A Fork in the Road – Part One
General Lew Wallace was travelling by train when he came to his fork in the road. How can that happen when one is travelling on railroad tracks? It happens within. One moment can change more than your life; it can alter your eternity.
Wallace was casually chatting with a colonel named Ingersoll as the train steamed along. Neither of the two men counted himself as a Christian, but that day they were discussing the life of Jesus. Wallace said, “Myths and superstitions aside, I think His life would make a great novel.”
Ingersoll immediately said, “I should say so, and you’re just the man to write it. Once and for all, throw out all the hocus-pocus and show Him to be the plain, common man he undoubtedly was — a good man, but no more than that.”
General Wallace took the advice. But somewhere along the journey of writing, his book took a fork in the road. So did the tone of his life. The more he read, the more he studied, and the more he reflected on the life of Jesus of Nazareth, the more convinced he became that Jesus was no plain, common man at all. Truly this was the Son of God. Wallace began in cynicism and finished in worship. His book, Ben Hur, has become a classic.
Frank Morrison was travelling in elite legal circles when he came to his fork in the road. He was a bright, articulate lawyer who started out with a passion to debunk the “resurrection myth” forever — and he completed his work with another passion entirely. He agreed with the fictional detective Sherlock Holmes that if the facts of a mystery are examined logically and every possible explanation is systematically eliminated, the one that remains must be the explanation, no matter how absurd or illogical it seems. Morison engaged in what his profession called “discovery of evidence” and came to the conclusion that Jesus Christ rose from the dead on the third day, beyond any doubt. The book he wrote, Who Moved the Stone?, is still a classic defence of the Resurrection.

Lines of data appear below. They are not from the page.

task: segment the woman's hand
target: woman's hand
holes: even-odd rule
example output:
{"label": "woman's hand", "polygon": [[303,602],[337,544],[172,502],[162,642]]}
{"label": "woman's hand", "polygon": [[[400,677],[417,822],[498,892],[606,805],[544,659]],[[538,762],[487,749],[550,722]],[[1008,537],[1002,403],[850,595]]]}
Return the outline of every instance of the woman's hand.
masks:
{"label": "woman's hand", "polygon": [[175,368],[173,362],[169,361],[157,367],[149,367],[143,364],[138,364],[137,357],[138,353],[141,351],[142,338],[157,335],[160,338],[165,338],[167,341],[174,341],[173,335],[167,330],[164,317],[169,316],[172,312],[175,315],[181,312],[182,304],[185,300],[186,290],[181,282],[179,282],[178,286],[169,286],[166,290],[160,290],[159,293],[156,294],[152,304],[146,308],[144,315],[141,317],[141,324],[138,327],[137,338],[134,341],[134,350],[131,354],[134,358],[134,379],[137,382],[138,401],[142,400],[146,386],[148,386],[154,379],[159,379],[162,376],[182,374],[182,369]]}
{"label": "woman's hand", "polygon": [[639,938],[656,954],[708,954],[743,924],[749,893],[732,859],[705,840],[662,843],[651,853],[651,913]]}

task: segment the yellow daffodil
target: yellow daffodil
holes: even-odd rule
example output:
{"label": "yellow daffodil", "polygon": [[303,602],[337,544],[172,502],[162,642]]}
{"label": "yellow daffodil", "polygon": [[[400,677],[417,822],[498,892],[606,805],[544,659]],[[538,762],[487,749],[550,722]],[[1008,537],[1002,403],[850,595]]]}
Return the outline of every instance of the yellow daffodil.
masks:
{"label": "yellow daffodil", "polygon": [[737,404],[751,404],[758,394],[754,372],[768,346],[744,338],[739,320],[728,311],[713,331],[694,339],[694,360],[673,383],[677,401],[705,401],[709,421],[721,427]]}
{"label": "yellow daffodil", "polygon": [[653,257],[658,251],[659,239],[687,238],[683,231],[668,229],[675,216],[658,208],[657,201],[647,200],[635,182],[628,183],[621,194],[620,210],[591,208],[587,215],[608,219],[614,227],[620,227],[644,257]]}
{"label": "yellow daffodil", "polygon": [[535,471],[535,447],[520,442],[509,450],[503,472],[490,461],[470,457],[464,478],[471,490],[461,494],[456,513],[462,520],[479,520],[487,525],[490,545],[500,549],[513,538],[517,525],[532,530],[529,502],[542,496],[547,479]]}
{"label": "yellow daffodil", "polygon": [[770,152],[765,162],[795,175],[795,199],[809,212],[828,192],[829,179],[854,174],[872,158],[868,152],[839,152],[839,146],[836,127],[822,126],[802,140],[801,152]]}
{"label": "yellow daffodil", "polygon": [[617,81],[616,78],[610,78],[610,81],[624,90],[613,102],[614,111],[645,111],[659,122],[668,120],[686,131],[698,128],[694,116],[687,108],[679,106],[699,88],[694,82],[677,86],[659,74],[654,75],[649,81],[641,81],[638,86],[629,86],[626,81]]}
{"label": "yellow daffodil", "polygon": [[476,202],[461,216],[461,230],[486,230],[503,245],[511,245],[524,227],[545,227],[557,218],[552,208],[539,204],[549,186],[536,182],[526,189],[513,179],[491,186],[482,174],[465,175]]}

But there is a third writer more extraordinary than either of these two — and at least this one, when he came to his fork in the road, was actually on a road! His name is Saul, and passion coursed through his veins in a way the world has seldom seen. As a kind of ecclesiastical hit man for the Hebrew religious establishment, he sought out Christians and persecuted them with ruthless, uncompromising commitment. When he made the same discovery as Frank Morison and Lew Wallace — that the One he persecuted was, in fact, the Lord of life — he rose from the dust and travelled along a new road for the rest of his life.
It was Paul who gave us the passion principle in Colossians 3:23-24…
“Put your heart and soul into every activity you do, as though you are doing it for the Lord himself and not merely for others. For we know that we will receive a reward, an inheritance from the Lord, as we serve the Lord Yahweh, the Anointed One!” (TPT)
“Whatever you do, work heartily, as for the Lord and not for men, knowing that from the Lord you will receive the inheritance as your reward. You are serving the Lord Christ.” (ESV)
For him, “whatever you do” was reaching the lost for Christ. Evangelism was at the core of every thought, word, and deed. Paul serves as a pattern for passion in at least three areas. First, he shows what it means to be sold-out, no-holds-barred servant of Christ. Second, he is a model of the character of a passionate servant of Christ. Third, he is a model of the ultimate goal in life — sharing Christ with others
Over the next few days, let’s soak up all we can from the remarkable story of the apostle known as Paul. Let’s look at the example he left us after reaching his life-changing fork in the road.